A section on lab safety and use/location of PPE in the lab wouldn't be too bad. Another thing that would be fun, the history of your lab and a list of members in the back. As far as writing, have a list of phrases or words that tick you off when you see them in a manuscript. We also have a lab duties list with ours so everyone knows what everyone else is responsible for and who to talk to when stuff breaks.

Patchi said...

In my previous postdoc lab they had a protocol book with all the common lab protocols including safety guidelines, which was very useful.

You should also include a section on lab notebooks. Having gone through some awful ones recently I can tell you that many students do not know how too record their methods.

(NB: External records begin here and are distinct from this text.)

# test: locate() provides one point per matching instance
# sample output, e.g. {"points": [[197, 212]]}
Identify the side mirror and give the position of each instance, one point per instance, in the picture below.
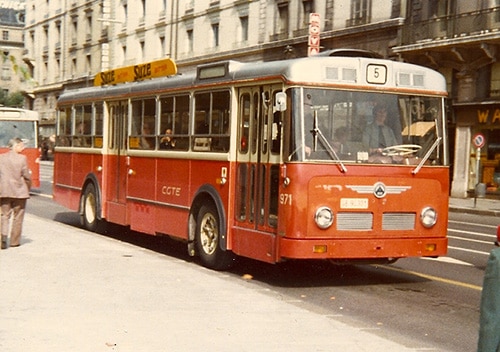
{"points": [[280, 103]]}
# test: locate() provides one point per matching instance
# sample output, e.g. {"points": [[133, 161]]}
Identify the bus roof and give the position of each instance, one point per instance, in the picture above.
{"points": [[7, 113], [357, 73]]}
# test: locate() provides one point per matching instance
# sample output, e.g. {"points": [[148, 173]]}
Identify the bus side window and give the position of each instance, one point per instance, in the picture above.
{"points": [[211, 121], [174, 123], [83, 122], [98, 127], [244, 130], [143, 122], [64, 127]]}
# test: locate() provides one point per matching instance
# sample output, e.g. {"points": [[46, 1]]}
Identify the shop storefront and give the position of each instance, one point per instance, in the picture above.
{"points": [[476, 159]]}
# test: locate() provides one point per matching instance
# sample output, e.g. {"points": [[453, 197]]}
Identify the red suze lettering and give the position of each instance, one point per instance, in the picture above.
{"points": [[107, 77], [142, 71]]}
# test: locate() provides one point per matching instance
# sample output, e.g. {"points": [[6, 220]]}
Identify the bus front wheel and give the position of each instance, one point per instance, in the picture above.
{"points": [[208, 240], [89, 218]]}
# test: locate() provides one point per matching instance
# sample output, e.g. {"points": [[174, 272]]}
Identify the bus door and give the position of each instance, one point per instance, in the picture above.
{"points": [[257, 173], [116, 163]]}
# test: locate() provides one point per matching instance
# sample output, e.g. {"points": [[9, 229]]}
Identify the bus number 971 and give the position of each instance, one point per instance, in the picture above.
{"points": [[285, 199]]}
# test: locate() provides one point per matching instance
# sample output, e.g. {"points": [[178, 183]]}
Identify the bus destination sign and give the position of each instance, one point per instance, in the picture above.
{"points": [[154, 69]]}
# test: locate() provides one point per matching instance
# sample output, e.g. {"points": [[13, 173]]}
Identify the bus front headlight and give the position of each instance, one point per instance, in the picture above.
{"points": [[428, 217], [323, 217]]}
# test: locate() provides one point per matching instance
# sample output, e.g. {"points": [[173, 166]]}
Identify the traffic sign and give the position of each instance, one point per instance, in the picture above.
{"points": [[478, 140]]}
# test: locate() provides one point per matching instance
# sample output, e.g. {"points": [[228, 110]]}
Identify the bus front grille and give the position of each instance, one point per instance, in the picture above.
{"points": [[364, 221], [354, 221], [398, 221]]}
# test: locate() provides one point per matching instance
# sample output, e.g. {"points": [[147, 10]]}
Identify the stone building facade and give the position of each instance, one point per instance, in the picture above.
{"points": [[14, 73]]}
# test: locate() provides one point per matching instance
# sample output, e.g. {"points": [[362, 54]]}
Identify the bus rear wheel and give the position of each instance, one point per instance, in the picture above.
{"points": [[208, 240], [89, 218]]}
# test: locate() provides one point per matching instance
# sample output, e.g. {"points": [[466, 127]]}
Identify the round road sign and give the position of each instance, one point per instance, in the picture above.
{"points": [[478, 140]]}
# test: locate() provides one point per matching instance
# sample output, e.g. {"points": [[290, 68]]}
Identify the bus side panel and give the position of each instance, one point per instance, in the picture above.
{"points": [[141, 194], [64, 191], [33, 156], [173, 197], [82, 164]]}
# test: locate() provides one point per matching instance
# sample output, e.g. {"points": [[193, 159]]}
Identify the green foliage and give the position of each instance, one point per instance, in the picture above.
{"points": [[15, 100]]}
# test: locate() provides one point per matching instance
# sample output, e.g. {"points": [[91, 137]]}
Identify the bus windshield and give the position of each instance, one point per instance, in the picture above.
{"points": [[365, 127], [26, 130]]}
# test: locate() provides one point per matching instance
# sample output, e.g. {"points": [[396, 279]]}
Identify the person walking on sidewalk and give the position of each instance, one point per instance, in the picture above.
{"points": [[15, 183]]}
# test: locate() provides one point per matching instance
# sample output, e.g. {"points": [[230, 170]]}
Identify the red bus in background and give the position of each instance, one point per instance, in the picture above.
{"points": [[22, 123], [272, 160]]}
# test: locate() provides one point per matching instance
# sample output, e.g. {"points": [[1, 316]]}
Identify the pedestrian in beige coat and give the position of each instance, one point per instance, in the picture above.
{"points": [[15, 182]]}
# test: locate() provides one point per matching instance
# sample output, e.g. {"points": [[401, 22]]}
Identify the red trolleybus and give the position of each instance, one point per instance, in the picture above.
{"points": [[273, 161], [23, 124]]}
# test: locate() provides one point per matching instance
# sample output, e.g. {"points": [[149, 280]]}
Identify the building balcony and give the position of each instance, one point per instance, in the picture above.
{"points": [[465, 25]]}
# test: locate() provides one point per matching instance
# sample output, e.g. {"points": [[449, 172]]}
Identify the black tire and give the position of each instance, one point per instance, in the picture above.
{"points": [[89, 218], [208, 240]]}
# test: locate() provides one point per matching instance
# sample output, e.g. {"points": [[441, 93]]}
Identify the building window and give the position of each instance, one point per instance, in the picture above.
{"points": [[6, 73], [215, 34], [162, 46], [88, 29], [189, 42], [89, 63], [74, 34], [244, 28], [360, 12], [282, 18], [141, 48]]}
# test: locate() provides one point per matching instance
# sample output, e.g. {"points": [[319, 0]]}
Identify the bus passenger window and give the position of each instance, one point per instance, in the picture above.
{"points": [[97, 135], [83, 124], [64, 127], [212, 119], [143, 122], [174, 123], [244, 130]]}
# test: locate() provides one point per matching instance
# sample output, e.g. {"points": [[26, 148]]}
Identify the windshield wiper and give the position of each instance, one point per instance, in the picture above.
{"points": [[317, 133], [426, 156]]}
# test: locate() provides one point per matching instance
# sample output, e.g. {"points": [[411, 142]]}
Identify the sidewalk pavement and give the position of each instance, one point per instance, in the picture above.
{"points": [[65, 289], [480, 206]]}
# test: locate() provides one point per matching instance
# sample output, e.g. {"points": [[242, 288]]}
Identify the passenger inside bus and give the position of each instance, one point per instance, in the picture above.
{"points": [[80, 139], [147, 142], [167, 142], [378, 135]]}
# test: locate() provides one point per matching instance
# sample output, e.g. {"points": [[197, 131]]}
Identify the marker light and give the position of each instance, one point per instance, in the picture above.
{"points": [[428, 217], [323, 217]]}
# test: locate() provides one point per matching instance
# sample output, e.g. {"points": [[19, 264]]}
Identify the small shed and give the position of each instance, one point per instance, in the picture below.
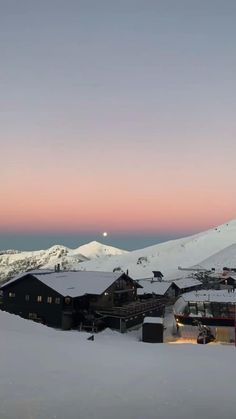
{"points": [[153, 329], [154, 288], [184, 285]]}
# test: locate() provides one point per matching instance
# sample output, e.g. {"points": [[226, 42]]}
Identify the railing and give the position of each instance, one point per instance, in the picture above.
{"points": [[133, 308]]}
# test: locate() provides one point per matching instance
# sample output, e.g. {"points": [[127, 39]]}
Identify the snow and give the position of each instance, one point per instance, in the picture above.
{"points": [[210, 296], [215, 247], [154, 320], [48, 374], [153, 287], [166, 257], [187, 283], [69, 259], [76, 284], [221, 259]]}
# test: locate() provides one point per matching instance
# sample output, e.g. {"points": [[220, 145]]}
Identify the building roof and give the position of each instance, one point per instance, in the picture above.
{"points": [[153, 287], [155, 320], [213, 296], [75, 284], [187, 283]]}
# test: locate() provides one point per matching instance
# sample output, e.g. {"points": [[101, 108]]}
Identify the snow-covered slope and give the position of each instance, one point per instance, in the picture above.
{"points": [[14, 262], [167, 256], [48, 374], [225, 257]]}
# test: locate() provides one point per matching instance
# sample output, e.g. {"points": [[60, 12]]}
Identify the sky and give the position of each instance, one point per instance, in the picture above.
{"points": [[116, 116]]}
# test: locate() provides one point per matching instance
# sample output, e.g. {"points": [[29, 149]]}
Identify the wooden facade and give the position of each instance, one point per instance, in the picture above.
{"points": [[117, 306]]}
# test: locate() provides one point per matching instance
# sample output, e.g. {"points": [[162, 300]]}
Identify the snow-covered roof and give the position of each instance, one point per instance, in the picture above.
{"points": [[216, 296], [76, 284], [186, 283], [153, 287], [155, 320]]}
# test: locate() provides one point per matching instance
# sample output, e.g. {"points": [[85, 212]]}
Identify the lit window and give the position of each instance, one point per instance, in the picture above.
{"points": [[67, 300]]}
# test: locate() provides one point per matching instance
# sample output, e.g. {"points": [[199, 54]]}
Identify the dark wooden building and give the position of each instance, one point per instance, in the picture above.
{"points": [[183, 285], [81, 299], [153, 330]]}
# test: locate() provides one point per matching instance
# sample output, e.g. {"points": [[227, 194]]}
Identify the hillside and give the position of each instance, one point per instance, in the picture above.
{"points": [[167, 256], [225, 257], [48, 374], [212, 248], [14, 262]]}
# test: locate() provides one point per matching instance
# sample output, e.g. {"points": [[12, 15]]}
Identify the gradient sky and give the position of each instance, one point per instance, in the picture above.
{"points": [[117, 115]]}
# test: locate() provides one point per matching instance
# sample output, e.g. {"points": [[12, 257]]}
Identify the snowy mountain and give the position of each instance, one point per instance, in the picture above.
{"points": [[13, 262], [166, 257], [212, 248], [225, 257]]}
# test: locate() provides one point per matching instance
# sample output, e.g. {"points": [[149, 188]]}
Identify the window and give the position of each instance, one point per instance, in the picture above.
{"points": [[67, 300], [33, 316]]}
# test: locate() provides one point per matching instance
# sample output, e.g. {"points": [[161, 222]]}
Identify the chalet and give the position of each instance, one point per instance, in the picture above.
{"points": [[78, 300], [210, 307], [154, 288], [183, 285], [153, 330]]}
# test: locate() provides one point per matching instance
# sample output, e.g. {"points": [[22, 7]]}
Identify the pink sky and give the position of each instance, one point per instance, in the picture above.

Another thing I liked in my previous lab was that all experiments were numbered and figures and files on the common computer had to be labeled with the experiment number for easy reference to the notebooks. Works great for biochem experiments, but might not work for you.

Anonymous said...

How to design a poster! (possibly including template)

Anonymous said...

Great idea, but shift the burden off of yourself and have students and postdocs write drafts for your editing.

Yael said...

My former PI gave all her labmates a template on "how to fill out a lab notebook". After reading too many chaotic lab notebooks, I found this eminently sensible (notebooks from her group were easier to read too).

Anonymous said...

I would add a list of relevant grants (along with some basic info and usual deadline) and relevant meetings

Yael said...

I meant "lab members" not labmates. My bad.

New Asst. Prof. said...

All of the above have been great suggestions! I'd include a sub-section within your instructions for preparing a presentation that details how you want figures mocked up and raw, un-edited images stored: how X experiment should be graphed in Y fashion, where raw vs. normalized data are most appropriate, SD vs. SEM, how to label in Photoshop...I could go on!

OverEngineered said...

Perhaps a list of important papers in the field, a list of conferences and their approximate submission deadlines, and a checklist for getting new people up to speed with any safety training or administrative stuff.

Anonymous said...

An inventory, complete with a unique identification code or number (like a barcode) for every single thing you can reasonably do that to AND the info to reorder said item. Obviously not items like gloves or sharpies but chemicals, kits, cell lines, stuff like that. You never know when someone will go on vacation and a freezer goes out and you're SOL until that person comes back.
And tell people that have to include that info in their lab notebooks.